In the current study it was found that:
 Almost 50% of all cases were in 2012 and 2013 and the rest of cases from 2006 till 2010.
 In current study 98% of all cases had at least one previous C.S which is a risk of placenta accreta.
 The association of placenta previa and placenta accreta is well recognized as all cases had placenta previa.
 In current study 54.4% cases had placenta previa centralis which is another risk of placenta accreta.
 Advanced maternal age as the mean maternal age was 33years and grandmultiparity is a risk factor
 In the current study history of dilatation and curettage was statistically significant (P-value <0.05)
 In current study (71.7%) was diagnosed by ultrasound as adherent placenta where28.3% not diagnosed.
 Sultanaet al., (2011) reported there are three variants of placenta accreta: 1) accreta: the placenta is attached to the myometrium 75%; 2) increta: the placenta extends into the myometrium 17%; and 3) percreta: the placenta extends through the entire myometrium and uterine serosa 7%.
 While in the current study (10.8%) placenta previa, (28.3%) accreta, (54.4%)incerta, (6.5%)percreta.
 Placenta increta and percreta were 61% as severe cases of adherent placenta (placenta accreta) usually need hysterectomy while milder degrees are usually treated conservatively.

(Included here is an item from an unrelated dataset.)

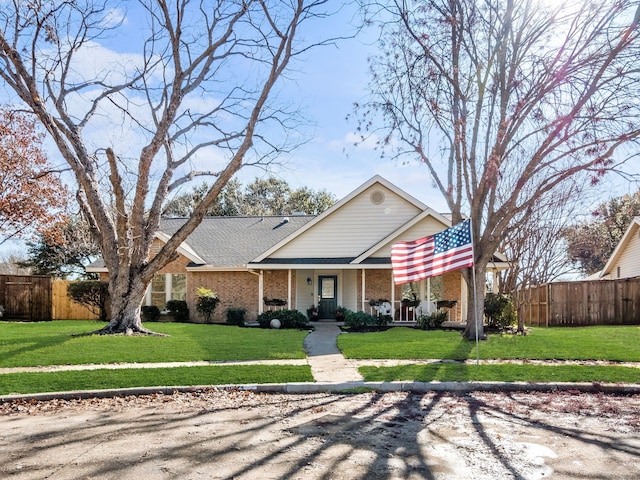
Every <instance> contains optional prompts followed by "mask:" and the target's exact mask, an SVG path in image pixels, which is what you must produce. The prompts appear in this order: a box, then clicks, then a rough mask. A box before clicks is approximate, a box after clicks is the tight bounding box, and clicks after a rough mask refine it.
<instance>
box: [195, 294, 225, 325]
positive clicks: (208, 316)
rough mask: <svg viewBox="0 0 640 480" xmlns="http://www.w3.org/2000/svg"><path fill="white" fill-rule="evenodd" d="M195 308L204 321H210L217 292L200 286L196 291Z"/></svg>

 In the current study the swirling pattern of myofiber disarray is best identified with the Masson trichrome stain with different degrees of fibrosis ranging from mild to severe.
 (54.4%) of all cases are characterized by absence of decidua basalis which is statistically significant.

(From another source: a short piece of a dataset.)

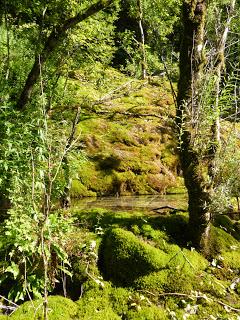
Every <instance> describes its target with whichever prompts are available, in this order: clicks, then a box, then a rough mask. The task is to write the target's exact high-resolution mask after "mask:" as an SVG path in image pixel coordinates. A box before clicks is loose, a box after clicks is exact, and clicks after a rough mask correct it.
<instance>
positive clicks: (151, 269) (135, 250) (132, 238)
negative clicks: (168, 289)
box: [99, 228, 167, 286]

 The abundant elastic fibers noted in all specimens stained with Orcein stain interpreted as indicative of abnormal wound healing as in figs( 30e ,30f ,31c ,31d ,32c, 33e, 36d, 37b, 37c ,37d ,39e ,40d ,41 c,41d ,41e, 42e).
 Immunohistochemical findings that are coexpressed in vivo in the interstitial extra villous trophoblasts (iEVTs) penetrating beneath the basal plate in accreta, increta, and percreta cases as in figs (33a,33b, 34a,36a,40a) . The findings were suggestive of a striking similarity among accreta extra villous trophoblasts (EVTs)
In normal placentation, extravillous trophoblast invades the decidua controlled and converts the spiral arterioles of the endometrium to uteroplacental vessels.
Decidual tissue apparently limits placental growth. In placenta accreta normal decidua fails to form, most times locally because the subjacent endometrium is deficient and cannot decidualize. The trophoblast invades and penetrates into the myometrium.
In summary the possible pathogenesis of placenta accreta is almost due to previous uterine trauma (mostly CS) leads to either scaring or poor decidua. Scarring leads to hypoxia and EVT proliferation leading to increase VEGF and proteases leading to angiogenesis and degradation of exteracellular matrix respectively leading to trophoplastic invasion. Poor decidua or absent decidua leads to decrease tissue metalloproteinases and coagulation proteases this leads to decrease the protective mechanism of decidua against the expansine nature of EVT leading finally also to trophoplastic invasion.